When I’m on top, look at me now

One of my favorite pitchers! Photo taken by Kelly O’Connor/sittingstill.net and used with permission.

When I first started watching baseball I was fascinated with the outfielders (and not just because, even as a child, I found Rice, Lynn and Evans to be cuties! Hey, I was a little girl. Watching cute “boys” play ball was nothing but fun!). It seemed like the infielders got to do most of the work while the outfielders just hung around waiting for fly balls. I often wondered how they kept their intensity up when the game seemed to be so slow for them. Of course, seeing them knock themselves against the Green Monster and the right field all made me change my mind about the excitement level in the outfield.

As I got older, I started appreciating the infielders much more. I loved watching double plays get made and especially enjoyed watching the third baseman rifle the ball to first to get those close outs. (Keep in mind, my first MLB game was Wade Boggs’ first game at Fenway. I developed an interest in the infield rather quickly!)

But as I got even older my attention turned to the pitchers.

It’s almost at the point where I can’t understand how anyone focuses more attention on any of the other players. Sure JD Drew’s swing is sweet and back in the day there was nothing that brought joy more quickly than a David Ortiz walk-off. But nothing gets the adrenaline going for me like watching a pitcher. Whether it’s striking out a batter or working himself out of a bad inning, I’m constantly amazed at the focus and talent it takes to be a Major League pitcher.

Needless to say I was thrilled with Josh Beckett’s performance yesterday. I missed watching it live as I was at work but got to listen to Joe Castiglione and Dave O’Brien call it. I then went home and watched the 3-hour replay on NESN at 7pm and, currently, am watching the 1-hour replay on NESN. Heck, I might even watch the 2-hour replay at 2pm on NESN. This is a beautiful game to watch.

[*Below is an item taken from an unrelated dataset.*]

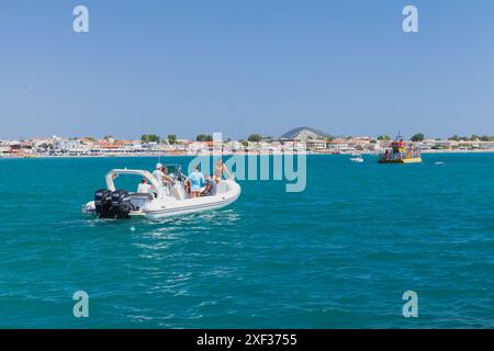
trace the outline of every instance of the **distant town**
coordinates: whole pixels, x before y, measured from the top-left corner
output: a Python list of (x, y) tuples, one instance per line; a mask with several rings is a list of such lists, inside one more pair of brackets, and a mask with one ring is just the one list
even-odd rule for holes
[[(207, 134), (198, 135), (195, 140), (179, 139), (170, 134), (159, 137), (146, 134), (141, 139), (119, 139), (106, 135), (93, 137), (30, 138), (0, 140), (0, 158), (31, 157), (116, 157), (116, 156), (197, 156), (221, 150), (223, 155), (276, 155), (303, 151), (307, 154), (381, 154), (390, 145), (388, 135), (378, 137), (337, 137), (311, 127), (297, 127), (280, 137), (249, 135), (245, 140), (222, 140), (213, 143)], [(429, 139), (418, 133), (408, 140), (423, 152), (494, 152), (494, 137), (452, 136), (446, 140)]]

(A brief digression: In yesterday’s game there were only a few points of interest when you’re editing it into an hour: Beckett striking out the side in the first. Joe Crede’s home run. Both of Jason Varitek’s home runs. Bailey scoring the third run and Papelbon closing it out are some. There was something else of import yesterday, no? Maybe the two catchers and the two managers getting thrown out of the game in the same inning by the same umpire? NESN showed everything I listed EXCEPT Bailey scoring and all of the ejections. I know an hour isn’t a lot of time to edit a three-hour game but when it’s a 3-1 game with not much action it seems ridiculous to EDIT OUT THE ACTION. Tremendous FAIL, NESN. I’m done now.)

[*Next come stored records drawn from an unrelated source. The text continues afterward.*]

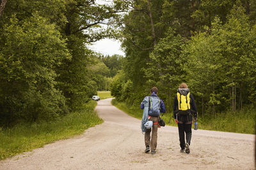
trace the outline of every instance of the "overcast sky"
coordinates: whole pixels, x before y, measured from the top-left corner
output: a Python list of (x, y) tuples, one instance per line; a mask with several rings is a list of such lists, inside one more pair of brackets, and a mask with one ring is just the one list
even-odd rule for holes
[[(96, 0), (98, 4), (111, 4), (112, 0)], [(104, 55), (114, 54), (119, 54), (125, 55), (124, 52), (120, 49), (121, 43), (115, 39), (103, 39), (93, 43), (93, 45), (89, 46), (89, 48), (97, 52), (101, 53)]]
[(119, 54), (124, 56), (124, 53), (120, 49), (121, 43), (119, 41), (111, 39), (103, 39), (89, 46), (89, 48), (104, 55)]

I want the “real” Josh Beckett to stay with us. I approve greatly of him. 111 pitches in 7 innings with 69 being thrown for strikes. 8 strikeouts, 3 hits and 1 earned run (on a home run ball). He had a couple of opportunities where he could have let things get out of control (worst of all in the 7th inning) and he didn’t. In the middle of my pitchers lovefest I need to stop and give credit to Jason Varitek. Not only did he hit the two home runs that gave the Red Sox the win but he took one for the team in getting in the face of the homeplate umpire so his pitcher didn’t get booted from the game (and, possibly, suspended depending on how that could have gone).

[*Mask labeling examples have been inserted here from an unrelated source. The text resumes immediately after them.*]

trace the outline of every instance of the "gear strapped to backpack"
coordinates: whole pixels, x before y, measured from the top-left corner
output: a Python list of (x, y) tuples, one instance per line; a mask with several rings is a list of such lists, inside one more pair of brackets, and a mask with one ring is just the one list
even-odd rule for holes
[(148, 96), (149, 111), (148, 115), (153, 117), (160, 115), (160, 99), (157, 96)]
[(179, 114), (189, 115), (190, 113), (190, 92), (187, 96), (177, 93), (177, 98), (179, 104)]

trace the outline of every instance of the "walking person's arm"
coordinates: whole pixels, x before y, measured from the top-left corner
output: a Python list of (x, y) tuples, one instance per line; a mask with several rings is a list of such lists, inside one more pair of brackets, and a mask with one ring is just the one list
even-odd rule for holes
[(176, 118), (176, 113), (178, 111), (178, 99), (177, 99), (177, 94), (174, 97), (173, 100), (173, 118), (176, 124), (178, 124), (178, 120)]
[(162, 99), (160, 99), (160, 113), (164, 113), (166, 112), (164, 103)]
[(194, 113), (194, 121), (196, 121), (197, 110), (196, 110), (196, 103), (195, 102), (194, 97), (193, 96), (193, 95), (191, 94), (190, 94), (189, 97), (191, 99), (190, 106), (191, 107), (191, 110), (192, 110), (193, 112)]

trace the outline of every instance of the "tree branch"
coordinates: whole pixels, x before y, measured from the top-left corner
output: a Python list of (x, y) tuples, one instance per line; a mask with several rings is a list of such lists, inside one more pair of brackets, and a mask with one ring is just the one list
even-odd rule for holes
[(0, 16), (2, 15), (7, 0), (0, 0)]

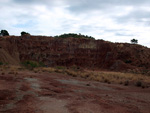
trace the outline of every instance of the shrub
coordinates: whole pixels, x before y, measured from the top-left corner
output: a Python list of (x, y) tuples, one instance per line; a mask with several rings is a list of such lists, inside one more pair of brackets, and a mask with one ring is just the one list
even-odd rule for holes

If I’m giving out props I should probably add some for Twins pitcher Anthony Swarzak. Kid pitched a hell of a game. Thankfully, Beckett pitched a wee bit better. It was a bit of a bummer that Ellsbury and Pedroia had their hitting streaks halted but it also says something about Swarzak’s pitching that it happened with him on the mound.

Although, if there has to be a trade-off, I’m good with Ells and Pedie stopping their streaks as long as it equalled a win.

But back to pitchers for a moment. On Wednesday, Bronson Arroyo threw a 92-pitch complete game against the Houston Astros. He only struck out 3 but he also only walked 1 and gave up 1 run on 5 hits (that only run actually coming in the first inning on a walk, a steal, a ground out and a sacrifice fly). I need to track this game down today (mlb.com is good for SOMETHING). Bronson gets a fair amount of criticism across the board. He isn’t known as a true “Ace” for his team. But this year he has been the guy for the Reds. As much as I mourned that damn trade for Wily Mo there is certainly no denying that it was the best thing to happen to Bronson professionally (okay, second best to winning a World Series. Maybe third best to throwing a perfect game in Pawtucket. Still, the trade is right up there on the list of best things to happen to Bronson in baseball!). I’ve said this before: Bronson should send Theo a fruit basket every March to mark the occasion.

Tim Wakefield is on the mound tonight in Toronto. Toronto is on a major slide right now with their nine-game losing streak (started by the Red Sox, thank you very much!). I’m terribly excited at the prospect of another sweep. I’m not making predictions; I’m just hoping against hope. I’ll take the series win, though, fellas.